顾名思义,data组成的stream;DataStream中持有Transformation<T> transformation,经过该transformation,得到此DataStream(注意不是通过该transformation生成一个新的DataStream),意味着DataStream中持有的Transformation是该DataStream的来源;
Transformation
A Transformation represents the operation that creates a DataStream
(讲述起来比较复杂)可以简单理解成,代码中每个引用的算子,都是一个transformation;比如flatMap,split,print都有对应的Transformation实现类,具体实现如下:
对Transformation的具体实现类都在org.apache.flink.streaming.api.transformations中
Operator
Transformation中持有StreamOperator的实现,StreamOperator封装具体的Function来对DataStream中的record进程处理;以StreamMap实现类为例,StreamMap继承自StreamOperator接口;
以一个例子(也是贯穿全文的例子)归纳以上三个类:
public class FlinkBatchDemo {
private static final Logger logger = LoggerFactory.getLogger(FlinkBatchDemo.class);
public static void main(String[] args) throws Exception {
final StreamExecutionEnvironment env = StreamExecutionEnvironment.getExecutionEnvironment();
DataStream<String> text = env.fromElements(WordCountData.WORDS);
DataStream<Tuple2<String, Integer>> counts =
// split up the lines in pairs (2-tuples) containing: (word,1)
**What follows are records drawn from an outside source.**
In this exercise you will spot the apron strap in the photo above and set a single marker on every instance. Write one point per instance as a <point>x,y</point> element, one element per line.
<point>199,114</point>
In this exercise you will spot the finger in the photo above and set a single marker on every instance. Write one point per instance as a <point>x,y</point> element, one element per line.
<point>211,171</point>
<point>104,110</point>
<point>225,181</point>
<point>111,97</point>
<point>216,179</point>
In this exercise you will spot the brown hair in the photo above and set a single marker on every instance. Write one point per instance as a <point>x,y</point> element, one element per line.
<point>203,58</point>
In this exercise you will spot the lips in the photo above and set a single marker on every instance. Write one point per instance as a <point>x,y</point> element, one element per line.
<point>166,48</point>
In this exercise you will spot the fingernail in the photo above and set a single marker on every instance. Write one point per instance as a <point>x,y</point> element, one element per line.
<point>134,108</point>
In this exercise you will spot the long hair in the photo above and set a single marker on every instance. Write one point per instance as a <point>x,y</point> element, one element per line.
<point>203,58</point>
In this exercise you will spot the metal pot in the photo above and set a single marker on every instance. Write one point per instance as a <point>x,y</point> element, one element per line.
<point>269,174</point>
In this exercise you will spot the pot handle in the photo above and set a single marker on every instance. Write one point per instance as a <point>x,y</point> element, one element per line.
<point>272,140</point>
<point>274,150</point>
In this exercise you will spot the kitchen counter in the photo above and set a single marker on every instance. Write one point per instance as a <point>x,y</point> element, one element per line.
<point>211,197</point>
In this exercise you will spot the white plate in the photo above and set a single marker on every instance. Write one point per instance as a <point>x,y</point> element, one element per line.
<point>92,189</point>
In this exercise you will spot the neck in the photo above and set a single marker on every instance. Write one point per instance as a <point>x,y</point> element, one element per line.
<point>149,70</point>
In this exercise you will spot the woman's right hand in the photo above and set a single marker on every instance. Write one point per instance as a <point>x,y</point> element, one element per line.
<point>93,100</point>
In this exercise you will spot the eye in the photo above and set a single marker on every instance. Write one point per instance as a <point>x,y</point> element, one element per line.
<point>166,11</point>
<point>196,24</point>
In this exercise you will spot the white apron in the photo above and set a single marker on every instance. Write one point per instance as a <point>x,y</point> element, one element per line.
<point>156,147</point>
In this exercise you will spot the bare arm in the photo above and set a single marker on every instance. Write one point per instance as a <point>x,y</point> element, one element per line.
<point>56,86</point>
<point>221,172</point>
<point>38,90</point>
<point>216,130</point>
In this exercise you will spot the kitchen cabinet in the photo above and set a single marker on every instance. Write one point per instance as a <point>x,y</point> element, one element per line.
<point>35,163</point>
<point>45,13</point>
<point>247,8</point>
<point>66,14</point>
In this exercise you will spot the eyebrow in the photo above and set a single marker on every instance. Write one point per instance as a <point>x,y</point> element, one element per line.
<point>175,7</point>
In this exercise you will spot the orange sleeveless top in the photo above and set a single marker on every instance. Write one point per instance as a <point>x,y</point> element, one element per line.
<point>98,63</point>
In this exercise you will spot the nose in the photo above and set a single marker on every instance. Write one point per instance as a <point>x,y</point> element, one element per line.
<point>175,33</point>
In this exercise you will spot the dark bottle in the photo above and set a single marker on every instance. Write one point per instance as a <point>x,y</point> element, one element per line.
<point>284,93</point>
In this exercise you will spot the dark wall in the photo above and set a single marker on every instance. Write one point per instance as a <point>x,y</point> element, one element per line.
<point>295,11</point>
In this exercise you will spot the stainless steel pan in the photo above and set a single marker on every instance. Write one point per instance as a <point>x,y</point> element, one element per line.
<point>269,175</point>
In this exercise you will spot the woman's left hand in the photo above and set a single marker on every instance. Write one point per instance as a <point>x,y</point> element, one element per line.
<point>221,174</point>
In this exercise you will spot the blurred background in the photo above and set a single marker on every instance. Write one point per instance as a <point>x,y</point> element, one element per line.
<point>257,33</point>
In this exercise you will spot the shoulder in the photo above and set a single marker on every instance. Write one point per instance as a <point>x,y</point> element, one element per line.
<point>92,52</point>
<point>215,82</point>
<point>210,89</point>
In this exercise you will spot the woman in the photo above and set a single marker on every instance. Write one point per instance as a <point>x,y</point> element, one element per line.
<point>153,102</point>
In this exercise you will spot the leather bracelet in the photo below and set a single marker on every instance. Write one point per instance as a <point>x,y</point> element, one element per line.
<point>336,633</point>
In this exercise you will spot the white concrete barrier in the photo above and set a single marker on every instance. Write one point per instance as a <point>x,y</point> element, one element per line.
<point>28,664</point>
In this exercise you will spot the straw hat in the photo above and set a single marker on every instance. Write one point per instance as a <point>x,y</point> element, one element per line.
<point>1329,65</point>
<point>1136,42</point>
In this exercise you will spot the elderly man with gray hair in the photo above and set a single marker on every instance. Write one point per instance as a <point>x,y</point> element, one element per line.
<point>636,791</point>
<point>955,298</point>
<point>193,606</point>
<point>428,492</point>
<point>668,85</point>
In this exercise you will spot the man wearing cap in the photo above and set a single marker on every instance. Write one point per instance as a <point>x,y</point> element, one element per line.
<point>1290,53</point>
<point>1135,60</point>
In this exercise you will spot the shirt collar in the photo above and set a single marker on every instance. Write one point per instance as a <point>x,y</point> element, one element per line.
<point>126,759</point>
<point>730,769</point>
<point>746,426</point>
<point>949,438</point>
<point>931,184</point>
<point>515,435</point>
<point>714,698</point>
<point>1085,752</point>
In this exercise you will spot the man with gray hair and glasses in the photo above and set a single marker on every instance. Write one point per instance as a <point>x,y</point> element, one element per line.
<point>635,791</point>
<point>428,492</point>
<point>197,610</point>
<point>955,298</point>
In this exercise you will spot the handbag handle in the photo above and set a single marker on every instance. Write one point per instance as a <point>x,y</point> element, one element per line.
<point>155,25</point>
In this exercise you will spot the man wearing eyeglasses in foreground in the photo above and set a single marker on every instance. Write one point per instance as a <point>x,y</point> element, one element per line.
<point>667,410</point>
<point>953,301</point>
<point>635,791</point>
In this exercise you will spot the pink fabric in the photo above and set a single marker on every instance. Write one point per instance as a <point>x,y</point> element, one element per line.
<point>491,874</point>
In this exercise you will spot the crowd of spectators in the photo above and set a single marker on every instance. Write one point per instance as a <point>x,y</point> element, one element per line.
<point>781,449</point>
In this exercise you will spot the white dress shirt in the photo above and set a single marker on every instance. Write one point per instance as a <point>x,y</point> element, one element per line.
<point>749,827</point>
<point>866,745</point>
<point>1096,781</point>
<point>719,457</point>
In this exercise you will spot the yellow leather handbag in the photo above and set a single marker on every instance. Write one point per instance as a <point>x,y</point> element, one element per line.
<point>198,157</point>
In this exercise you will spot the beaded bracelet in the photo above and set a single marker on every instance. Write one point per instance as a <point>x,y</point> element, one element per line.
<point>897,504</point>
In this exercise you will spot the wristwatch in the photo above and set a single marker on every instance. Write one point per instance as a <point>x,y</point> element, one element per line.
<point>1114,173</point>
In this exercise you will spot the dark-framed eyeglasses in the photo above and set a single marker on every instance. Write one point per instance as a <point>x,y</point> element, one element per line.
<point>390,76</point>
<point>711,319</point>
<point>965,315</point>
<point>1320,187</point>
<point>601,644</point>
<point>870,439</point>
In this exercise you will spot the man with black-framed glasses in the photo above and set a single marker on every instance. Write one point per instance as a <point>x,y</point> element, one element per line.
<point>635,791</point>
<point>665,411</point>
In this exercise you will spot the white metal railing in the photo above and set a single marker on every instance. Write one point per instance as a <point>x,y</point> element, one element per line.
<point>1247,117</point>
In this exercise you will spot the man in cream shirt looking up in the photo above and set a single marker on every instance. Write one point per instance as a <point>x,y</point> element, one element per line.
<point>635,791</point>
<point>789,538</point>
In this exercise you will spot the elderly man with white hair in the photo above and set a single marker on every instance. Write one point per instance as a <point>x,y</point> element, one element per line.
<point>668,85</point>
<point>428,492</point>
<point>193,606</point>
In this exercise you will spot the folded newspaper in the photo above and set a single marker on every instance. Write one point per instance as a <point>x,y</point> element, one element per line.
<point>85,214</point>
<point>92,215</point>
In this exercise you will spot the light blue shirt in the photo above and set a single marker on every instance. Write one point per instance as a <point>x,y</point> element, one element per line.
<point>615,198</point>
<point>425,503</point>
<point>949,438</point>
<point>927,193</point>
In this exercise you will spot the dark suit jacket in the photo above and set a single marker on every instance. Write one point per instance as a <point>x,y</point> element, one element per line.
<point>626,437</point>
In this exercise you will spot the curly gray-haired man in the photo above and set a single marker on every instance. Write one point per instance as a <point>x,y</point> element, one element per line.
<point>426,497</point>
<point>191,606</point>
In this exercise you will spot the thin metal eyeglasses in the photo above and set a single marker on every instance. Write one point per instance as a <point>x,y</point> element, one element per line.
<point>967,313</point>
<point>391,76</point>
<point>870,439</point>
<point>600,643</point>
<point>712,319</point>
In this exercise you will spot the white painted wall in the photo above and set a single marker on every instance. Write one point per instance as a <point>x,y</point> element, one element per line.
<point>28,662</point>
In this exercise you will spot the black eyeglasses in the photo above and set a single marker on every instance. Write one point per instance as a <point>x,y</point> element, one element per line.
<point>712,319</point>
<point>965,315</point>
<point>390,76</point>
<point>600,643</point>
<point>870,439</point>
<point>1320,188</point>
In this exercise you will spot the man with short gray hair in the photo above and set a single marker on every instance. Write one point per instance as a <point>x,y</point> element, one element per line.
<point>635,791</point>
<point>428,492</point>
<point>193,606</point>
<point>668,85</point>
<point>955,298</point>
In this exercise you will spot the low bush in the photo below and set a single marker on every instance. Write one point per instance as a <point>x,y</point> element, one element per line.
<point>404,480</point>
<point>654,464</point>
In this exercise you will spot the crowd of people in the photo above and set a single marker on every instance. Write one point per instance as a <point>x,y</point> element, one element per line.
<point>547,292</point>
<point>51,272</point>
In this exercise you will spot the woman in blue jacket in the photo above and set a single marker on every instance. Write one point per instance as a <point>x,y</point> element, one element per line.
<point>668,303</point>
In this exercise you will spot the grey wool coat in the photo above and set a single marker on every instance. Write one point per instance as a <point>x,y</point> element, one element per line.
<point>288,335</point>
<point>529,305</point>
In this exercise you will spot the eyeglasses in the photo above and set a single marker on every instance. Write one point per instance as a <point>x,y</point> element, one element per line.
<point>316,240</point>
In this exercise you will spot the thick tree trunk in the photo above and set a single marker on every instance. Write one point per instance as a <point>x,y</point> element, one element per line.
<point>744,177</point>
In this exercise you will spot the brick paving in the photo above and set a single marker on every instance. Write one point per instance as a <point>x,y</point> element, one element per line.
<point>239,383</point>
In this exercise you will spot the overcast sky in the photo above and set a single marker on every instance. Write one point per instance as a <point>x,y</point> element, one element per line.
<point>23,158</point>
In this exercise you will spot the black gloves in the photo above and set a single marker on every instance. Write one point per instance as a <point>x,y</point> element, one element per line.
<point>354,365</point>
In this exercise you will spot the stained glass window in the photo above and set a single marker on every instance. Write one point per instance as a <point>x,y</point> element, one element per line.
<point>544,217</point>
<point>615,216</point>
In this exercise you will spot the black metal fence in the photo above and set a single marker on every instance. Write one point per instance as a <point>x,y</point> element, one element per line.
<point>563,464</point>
text.flatMap(new Tokenizer())
// group by the tuple field "0" and sum up tuple field "1"
.keyBy(0).sum(1);
// emit result
counts.print();
// System.out.println(env.getStreamGraph().getStreamingPlanAsJSON());
// execute program
env.execute("Streaming WordCount");
}
public static final class Tokenizer implements FlatMapFunction<String, Tuple2<String, Integer>> {
@Override
public void flatMap(String value, Collector<Tuple2<String, Integer>> out) {
// normalize and split the line
String[] tokens = value.toLowerCase().split("\\W+");
// emit the pairs
for (String token : tokens) {
if (token.length() > 0) {
out.collect(new Tuple2<>(token, 1));
}
}
}
}
}
示例中text.flatMap(new Tokenizer())这一行,对inputStream调用flatMap算子,相当于对inputStream这个DataStream进行transform,transform的具体实现类为:OneInputTransformation(生成的该OneInputTransformation的input为inputStream中的Transformation),而OneInputTransformation持有StreamFlatMap,具体的处理逻辑在StreamFlatMap中 ,通过调用userFunction的具体实现来实现,如下图所示:
(该图有误,需要重画)
StreamGraph
StreamGraph可视化
通过env.getStreamGraph().getStreamingPlanAsJSON()方法可以的到StreamGraph的Json:
{
"nodes" : [ {
"id" : 1,
"type" : "Source: Collection Source",
"pact" : "Data Source",
"contents" : "Source: Collection Source",
"parallelism" : 1
}, {
"id" : 2,
"type" : "Flat Map",
"pact" : "Operator",
"contents" : "Flat Map",
"parallelism" : 1,
"predecessors" : [ {
"id" : 1,
"ship_strategy" : "FORWARD",
"side" : "second"
} ]
}, {
"id" : 4,
"type" : "Keyed Aggregation",
"pact" : "Operator",
"contents" : "Keyed Aggregation",
"parallelism" : 1,
"predecessors" : [ {
"id" : 2,
"ship_strategy" : "HASH",
"side" : "second"
} ]
}, {
"id" : 5,
"type" : "Sink: Print to Std. Out",
"pact" : "Data Sink",
"contents" : "Sink: Print to Std. Out",
"parallelism" : 1,
"predecessors" : [ {
"id" : 4,
"ship_strategy" : "FORWARD",
"side" : "second"
} ]
} ]
}
通过flink提供的可视化界面:https://flink.apache.org/visualizer/得到如下所示图形:
从图形中可以看到,缺少ID=3的节点(StreamNode),对应算子keyBy(0)未生成对应的StreamNode;因此可以看出,不是所有的算子都会产生对应的StreamNode;
源码阅读
从StreamExecutionEnvironment类入手来看源码是如何生成StreamGraph的,带着问题去看:
什么样的算子会生成StreamNode,什么样的算子会被忽略,被忽略的算子中的function是怎样处理的?
图中箭头中的FORWARD、HASH代表什么?
追踪代码,StreamGraph是在env.execute()之后触发生成的
-> execute(getStreamGraph(jobName));
-> return getStreamGraph(jobName, true);
-> StreamGraph streamGraph = getStreamGraphGenerator().setJobName(jobName).generate();
-> return new StreamGraphGenerator(transformations, config, checkpointCfg)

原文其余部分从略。